Will
nous
poursuivons…
Il ne restait que quatre jours avant la nuit de l’Épiphanie,
qui marquerait le début des pendaisons. Sur l’insistance de Bran et avec force
cajoleries patientes de Tuck, les moines de l’abbaye de Saint-Dyfrig ont
préparé un parchemin identique à la lettre du baron ; puis ils ont
entrepris de recopier la lettre conformément à l’originale, reproduisant chaque
coup de plume. S’ils avaient été des archers, j’aurais dit qu’ils touchaient la
cible neuf fois sur dix, et que la dixième ne passait pas loin – un score
plus qu’honnête, sachant qu’ils ne comprenaient pas ce qu’ils étaient en train
d’écrire. D’accord, ils n’étaient pas en mesure d’utiliser la même encre
marron ; celle dont ils se servaient à l’abbaye avait une apparence plus
vermeille une fois sèche. Néanmoins, partant du principe qu’aucun Ffreinc en
Elfael n’avait jamais vu l’original, nous présumions qu’ils ne verraient pas la
différence.
Pendant que les moines travaillaient, Bran et Iwan ont
entrepris de sculpter une sorte de sceau dans un morceau d’os de bœuf. Œuvrant
avec différents outils récoltés un peu partout dans l’abbaye – des pointes
de couteau jusqu’aux aiguilles –, ils ont fait de leur mieux pour copier
le timbre qui correspondait au sceau apposé sur la lettre. Pendant qu’ils
s’arrachaient les cheveux sur l’ouvrage, Mérian et Cinnia ont confectionné une
ficelle en tissant des fils de satin blanc qu’elles ont ensuite teintée avec un
peu d’encre vermeille et d’autres produits fournis par l’abbaye.
Cela nous a pris deux jours pour achever notre contrefaçon,
et c’était une bien belle chose que nous avions là. Une fois notre tâche
accomplie, nous avons placé les lettres côte à côte pour les comparer. On avait
tellement de mal à les différencier que je n’arrivais plus à savoir laquelle
était l’originale. Ceux qui avaient vu la vraie lettre ne seraient pas capables
de faire la différence, à mon avis, et quiconque n’en connaissait pas
l’existence ne devinerait jamais.
À la fin du service, Bran nous a ordonné de nous préparer à
partir pour Château Truan afin de rendre les marchandises volées au comte.

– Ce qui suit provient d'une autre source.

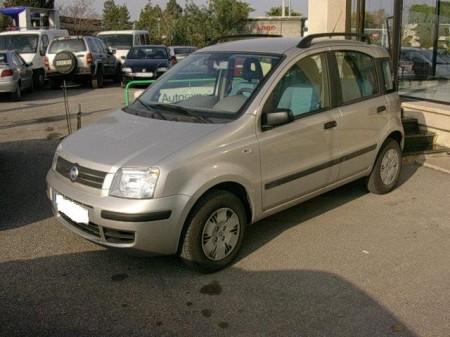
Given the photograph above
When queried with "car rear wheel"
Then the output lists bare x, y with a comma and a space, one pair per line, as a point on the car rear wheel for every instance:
215, 230
97, 80
17, 95
386, 171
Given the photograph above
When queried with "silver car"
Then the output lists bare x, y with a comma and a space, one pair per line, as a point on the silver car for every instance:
233, 134
15, 74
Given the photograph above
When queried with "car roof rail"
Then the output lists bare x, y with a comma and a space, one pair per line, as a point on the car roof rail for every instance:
240, 36
307, 40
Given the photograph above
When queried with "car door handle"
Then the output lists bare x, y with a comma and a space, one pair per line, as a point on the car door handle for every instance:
330, 125
381, 109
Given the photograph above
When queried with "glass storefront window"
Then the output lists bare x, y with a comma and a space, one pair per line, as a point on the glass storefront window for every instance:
424, 71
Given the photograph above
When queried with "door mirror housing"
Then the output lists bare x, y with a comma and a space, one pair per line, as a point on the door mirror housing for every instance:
277, 118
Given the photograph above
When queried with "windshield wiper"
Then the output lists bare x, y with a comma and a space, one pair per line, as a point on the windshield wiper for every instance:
180, 109
150, 108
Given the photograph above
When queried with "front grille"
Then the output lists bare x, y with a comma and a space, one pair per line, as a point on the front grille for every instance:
110, 235
86, 176
89, 228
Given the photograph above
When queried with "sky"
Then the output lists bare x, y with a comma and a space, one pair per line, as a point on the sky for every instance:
135, 6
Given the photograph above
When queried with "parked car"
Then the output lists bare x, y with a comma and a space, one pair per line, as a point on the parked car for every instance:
422, 64
15, 74
121, 41
145, 63
80, 59
31, 45
206, 150
180, 52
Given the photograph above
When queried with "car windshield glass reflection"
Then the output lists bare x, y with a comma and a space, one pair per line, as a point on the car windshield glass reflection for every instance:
210, 87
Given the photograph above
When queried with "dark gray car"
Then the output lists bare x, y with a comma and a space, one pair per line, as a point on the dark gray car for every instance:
15, 74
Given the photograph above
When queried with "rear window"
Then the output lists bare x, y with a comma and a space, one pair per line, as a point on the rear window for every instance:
183, 51
148, 53
73, 45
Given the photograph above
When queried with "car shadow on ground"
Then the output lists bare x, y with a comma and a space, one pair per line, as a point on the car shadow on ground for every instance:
102, 293
23, 167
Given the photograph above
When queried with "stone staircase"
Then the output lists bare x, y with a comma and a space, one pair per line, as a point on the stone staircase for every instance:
419, 141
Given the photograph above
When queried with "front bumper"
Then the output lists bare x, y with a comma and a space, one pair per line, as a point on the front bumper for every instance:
8, 86
150, 226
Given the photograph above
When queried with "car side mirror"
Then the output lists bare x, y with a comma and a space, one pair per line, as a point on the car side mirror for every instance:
277, 118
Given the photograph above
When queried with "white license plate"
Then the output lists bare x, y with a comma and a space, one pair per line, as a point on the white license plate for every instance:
74, 211
63, 62
143, 75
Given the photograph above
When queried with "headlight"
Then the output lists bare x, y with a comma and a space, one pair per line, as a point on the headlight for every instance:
134, 183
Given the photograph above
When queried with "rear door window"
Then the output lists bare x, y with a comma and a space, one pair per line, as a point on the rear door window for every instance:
357, 75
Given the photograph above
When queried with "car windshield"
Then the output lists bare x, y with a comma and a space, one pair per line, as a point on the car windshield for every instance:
118, 41
22, 43
210, 88
182, 51
148, 53
73, 45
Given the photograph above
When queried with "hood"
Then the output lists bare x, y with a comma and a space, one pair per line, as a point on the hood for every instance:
123, 139
148, 64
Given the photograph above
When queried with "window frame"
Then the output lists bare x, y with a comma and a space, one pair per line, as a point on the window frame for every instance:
325, 59
335, 78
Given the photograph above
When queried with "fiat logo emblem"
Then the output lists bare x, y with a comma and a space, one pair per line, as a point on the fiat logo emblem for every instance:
73, 174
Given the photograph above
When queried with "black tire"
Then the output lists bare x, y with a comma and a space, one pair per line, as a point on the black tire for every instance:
375, 182
55, 84
191, 251
17, 95
65, 63
97, 81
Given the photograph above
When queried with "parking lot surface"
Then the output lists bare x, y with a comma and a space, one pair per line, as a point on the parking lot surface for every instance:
347, 263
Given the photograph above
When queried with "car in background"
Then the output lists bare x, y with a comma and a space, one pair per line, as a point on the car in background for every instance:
121, 41
31, 45
15, 74
181, 52
81, 59
145, 63
422, 64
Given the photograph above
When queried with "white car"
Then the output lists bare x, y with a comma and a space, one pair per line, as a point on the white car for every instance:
31, 45
121, 41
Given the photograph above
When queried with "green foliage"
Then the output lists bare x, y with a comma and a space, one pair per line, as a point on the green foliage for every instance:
30, 3
276, 11
115, 17
193, 25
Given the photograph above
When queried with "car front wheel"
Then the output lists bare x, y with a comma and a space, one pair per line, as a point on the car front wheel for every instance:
386, 171
215, 230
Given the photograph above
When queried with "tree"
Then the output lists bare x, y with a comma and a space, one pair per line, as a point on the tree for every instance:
115, 17
276, 11
30, 3
229, 16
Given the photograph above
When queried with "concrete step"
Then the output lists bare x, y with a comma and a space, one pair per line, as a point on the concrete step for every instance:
419, 142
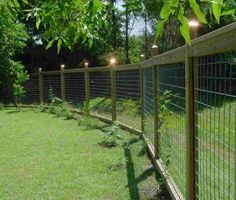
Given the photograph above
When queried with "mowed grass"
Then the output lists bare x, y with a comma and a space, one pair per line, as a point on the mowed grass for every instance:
44, 157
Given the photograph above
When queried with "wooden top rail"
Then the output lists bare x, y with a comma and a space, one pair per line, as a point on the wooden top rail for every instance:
51, 72
127, 67
68, 71
221, 40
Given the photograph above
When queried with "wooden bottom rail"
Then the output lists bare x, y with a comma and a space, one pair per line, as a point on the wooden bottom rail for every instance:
169, 182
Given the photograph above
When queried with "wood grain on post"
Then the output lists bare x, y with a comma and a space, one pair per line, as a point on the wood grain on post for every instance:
113, 90
40, 86
155, 104
87, 88
142, 58
63, 95
190, 129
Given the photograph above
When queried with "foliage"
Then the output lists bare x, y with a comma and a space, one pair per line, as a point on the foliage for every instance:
67, 22
177, 7
13, 39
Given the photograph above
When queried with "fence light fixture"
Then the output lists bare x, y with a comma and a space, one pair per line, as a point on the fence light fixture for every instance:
142, 56
113, 61
154, 50
194, 23
154, 46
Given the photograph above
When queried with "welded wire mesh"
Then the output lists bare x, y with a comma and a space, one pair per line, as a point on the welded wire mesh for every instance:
148, 105
128, 98
75, 88
172, 128
31, 87
51, 86
216, 126
100, 93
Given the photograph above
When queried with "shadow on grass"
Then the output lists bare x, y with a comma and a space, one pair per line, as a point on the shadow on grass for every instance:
133, 181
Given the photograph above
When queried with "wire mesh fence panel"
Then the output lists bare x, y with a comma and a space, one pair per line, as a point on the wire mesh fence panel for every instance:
172, 128
100, 93
31, 87
128, 98
148, 105
216, 126
75, 88
51, 87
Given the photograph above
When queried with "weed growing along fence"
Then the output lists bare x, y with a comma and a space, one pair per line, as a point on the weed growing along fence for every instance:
183, 101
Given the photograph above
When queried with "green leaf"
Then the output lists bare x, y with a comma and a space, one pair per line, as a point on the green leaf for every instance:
98, 4
38, 21
50, 44
166, 10
159, 28
184, 28
216, 8
90, 43
59, 43
200, 15
25, 1
228, 12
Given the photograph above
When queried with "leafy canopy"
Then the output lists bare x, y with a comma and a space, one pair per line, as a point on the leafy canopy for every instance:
13, 39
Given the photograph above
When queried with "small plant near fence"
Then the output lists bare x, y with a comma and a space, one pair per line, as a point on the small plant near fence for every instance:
164, 120
112, 137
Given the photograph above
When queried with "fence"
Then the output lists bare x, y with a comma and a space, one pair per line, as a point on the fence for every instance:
183, 101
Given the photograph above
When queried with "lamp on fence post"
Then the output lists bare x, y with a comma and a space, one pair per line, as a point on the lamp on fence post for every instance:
63, 95
112, 65
155, 76
191, 81
40, 86
87, 87
194, 26
142, 58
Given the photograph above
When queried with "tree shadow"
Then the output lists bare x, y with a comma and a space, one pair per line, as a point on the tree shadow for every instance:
133, 181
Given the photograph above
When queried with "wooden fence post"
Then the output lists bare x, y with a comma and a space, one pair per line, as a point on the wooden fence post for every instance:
190, 128
63, 95
87, 88
113, 88
142, 58
155, 71
191, 81
40, 86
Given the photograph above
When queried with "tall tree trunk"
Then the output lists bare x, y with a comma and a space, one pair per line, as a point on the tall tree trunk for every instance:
145, 33
127, 60
114, 25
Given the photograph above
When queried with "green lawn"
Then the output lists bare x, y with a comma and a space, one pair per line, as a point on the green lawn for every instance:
45, 157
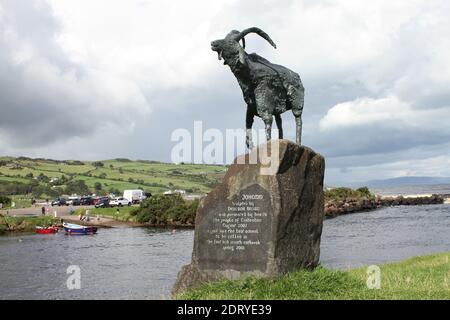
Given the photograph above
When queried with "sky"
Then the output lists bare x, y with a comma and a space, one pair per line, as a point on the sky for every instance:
103, 79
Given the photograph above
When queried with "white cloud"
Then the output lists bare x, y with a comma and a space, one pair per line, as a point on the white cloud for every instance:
389, 111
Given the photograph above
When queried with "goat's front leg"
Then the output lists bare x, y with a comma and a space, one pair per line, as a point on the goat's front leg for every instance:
298, 125
268, 123
248, 125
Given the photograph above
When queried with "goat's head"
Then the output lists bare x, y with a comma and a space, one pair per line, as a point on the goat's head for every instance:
229, 48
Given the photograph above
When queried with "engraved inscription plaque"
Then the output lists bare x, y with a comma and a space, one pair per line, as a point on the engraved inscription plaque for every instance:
237, 235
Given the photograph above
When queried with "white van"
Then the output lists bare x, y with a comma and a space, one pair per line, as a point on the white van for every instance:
134, 196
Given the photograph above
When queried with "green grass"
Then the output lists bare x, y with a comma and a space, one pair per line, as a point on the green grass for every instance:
124, 213
425, 277
116, 174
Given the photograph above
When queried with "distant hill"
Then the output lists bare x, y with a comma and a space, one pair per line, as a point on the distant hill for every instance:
110, 175
407, 181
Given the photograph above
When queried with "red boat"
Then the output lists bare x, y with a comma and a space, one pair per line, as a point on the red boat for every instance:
46, 230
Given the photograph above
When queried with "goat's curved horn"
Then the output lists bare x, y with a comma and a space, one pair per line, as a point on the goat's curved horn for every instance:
259, 32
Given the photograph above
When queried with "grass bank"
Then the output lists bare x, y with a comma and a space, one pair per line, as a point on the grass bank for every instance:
23, 224
425, 277
158, 210
124, 213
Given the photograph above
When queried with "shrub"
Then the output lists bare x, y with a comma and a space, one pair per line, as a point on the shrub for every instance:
166, 209
6, 201
344, 193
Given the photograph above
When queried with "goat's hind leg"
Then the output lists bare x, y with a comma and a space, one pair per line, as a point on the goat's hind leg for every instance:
279, 125
296, 98
248, 125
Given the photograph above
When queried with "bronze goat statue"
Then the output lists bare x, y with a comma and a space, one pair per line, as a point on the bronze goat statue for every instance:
268, 89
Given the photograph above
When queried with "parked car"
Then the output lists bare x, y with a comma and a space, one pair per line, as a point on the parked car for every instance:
73, 201
59, 202
86, 201
119, 202
134, 196
102, 203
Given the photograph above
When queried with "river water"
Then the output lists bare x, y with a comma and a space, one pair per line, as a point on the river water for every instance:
140, 263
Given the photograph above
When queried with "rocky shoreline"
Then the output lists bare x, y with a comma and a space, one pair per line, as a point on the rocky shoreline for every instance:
334, 208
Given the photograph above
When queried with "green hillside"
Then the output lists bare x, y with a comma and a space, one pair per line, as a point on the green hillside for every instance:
45, 177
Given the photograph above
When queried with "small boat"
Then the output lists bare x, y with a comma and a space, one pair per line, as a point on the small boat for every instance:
46, 230
76, 229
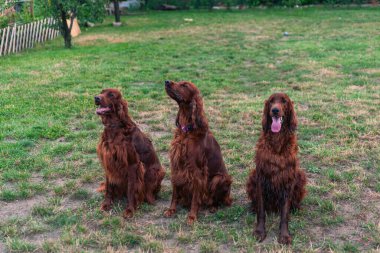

« Et comment comptez-vous y parvenir ? » a demandé Daffyd ;
si sa voix avait été une aiguille à repriser, elle n’aurait pu être plus
pointue. Je suppose qu’il s’imaginait avoir trouvé dans le plan de Bran une
erreur qui le coulerait comme une meule dans un bateau à rames. « Si vous
êtes attrapés avec n’importe laquelle de ces choses, le shérif vous pendra
sur-le-champ.
— Monseigneur, a répondu Bran, votre sollicitude me
touche infiniment. Je ne doute pas que vous ayez raison. Étant donné que nous
n’avons guère intérêt à fournir de la viande fraîche au bourreau, nous devons
prendre d’autres dispositions. »
Alerté par le sourire retors de Bran, Daffyd a dit :
« Ah oui ? Et quelles seraient-elles ?
— Vous allez rendre les trésors au comte.
— Moi ! s’est écrié l’abbé, dont le visage avait
viré au rouge en un instant. Non, mais dites donc ! Je ne ferai pas une
chose pareille.
— Oh que si, l’a assuré Bran, je crois que vous allez
le faire. Il le faut. »
À dire vrai, l’abbé était le seul choix possible. Quand tout
serait prêt, il serait le seul à pouvoir aller et venir à sa convenance parmi
les Ffreincs sans éveiller trop de soupçons.
« Cela ne marchera pas, a fulminé l’abbé.
— Bien au contraire, a répondu Bran. Si vous faites
exactement ce que je vous dis de faire, ils vous acclameront comme un champion
et boiront à votre santé. » Bran lui a alors expliqué comment les
marchandises volées seraient restituées. « Demain, vous vous réveillerez
et vous vous rendrez à la chapelle pour vos prières du matin. Là, sur l’autel,
vous trouverez un sac contenant une boîte. Quand vous ouvrirez la boîte, vous trouverez
la lettre, ainsi que l’anneau et les gants. Vous les reconnaîtrez comme étant
les articles que le comte de Braose recherche, et vous les lui apporterez, en
lui expliquant précisément comment vous les avez trouvés.
— Ça ne va pas servir à grand-chose, s’ils décident de
me pendre, a fait remarquer Daffyd.
— Si vous parvenez à rendre les marchandises en
présence de l’abbé et du shérif, ce sera encore mieux. De Glanville a tout vu.